Mit diesen 22 Objekten will sich Augsburg fürs Unesco-Welterbe bewerben

Lechkanäle - Die Lechkanäle werden seit über 1000 Jahren genutzt (vermutlich seit dem 8. Jahrhundert) und dienen als Lieferanten von Wasserkraft für Transmission und Wasserhebung. (Foto: planinghouse architekten BDA)
Die Stadt Augsburg möchte mit Hilfe der historischen Wasserwirtschaft der Fuggerstadt Unesco-Weltkulturerbe werden. Am Dienstag, 14. März, tagte der Kulturausschuss darüber, ob diese "22 tragenden Attribute", wie Brunnen und Wasserwerken, in die Bewerbung eingearbeitet werden sollen.

Diese möchte die Stadt Augsburg im September im Bayerischen Kultusministerium einreichen.
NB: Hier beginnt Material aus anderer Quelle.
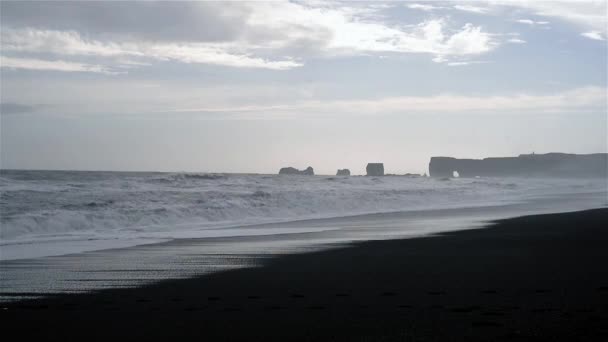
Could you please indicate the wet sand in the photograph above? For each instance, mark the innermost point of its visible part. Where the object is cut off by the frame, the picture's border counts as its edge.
(542, 277)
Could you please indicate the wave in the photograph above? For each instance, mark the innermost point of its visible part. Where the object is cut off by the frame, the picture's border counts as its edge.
(127, 205)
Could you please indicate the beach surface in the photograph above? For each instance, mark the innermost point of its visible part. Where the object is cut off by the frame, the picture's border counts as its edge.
(531, 278)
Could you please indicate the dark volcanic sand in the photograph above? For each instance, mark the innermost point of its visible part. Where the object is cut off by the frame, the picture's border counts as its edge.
(525, 279)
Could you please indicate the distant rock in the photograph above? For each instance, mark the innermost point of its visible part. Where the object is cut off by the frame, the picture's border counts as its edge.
(309, 171)
(561, 165)
(375, 169)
Bei den 22 Attributen handelt es sich um: Lechkanäle, Wasserwerk am Roten Tor, Unteres Wasserwerk, Augustus-, Merkur- und Herkulesbrunnen, Stadtmetzg, Wasserwerk am Vogeltor, Galgenablass, Trinkwasserwerk am Neubach, Hochablass und Eiskanal sowie die Kraftwerke am Stadtbach, Riedinger-/Senkelbach, Fabrikkanal, Proviantbach und Wertachkanal sowie an der Wolfzanau, der Singold, in Gersthofen, Langweid und Meitingen.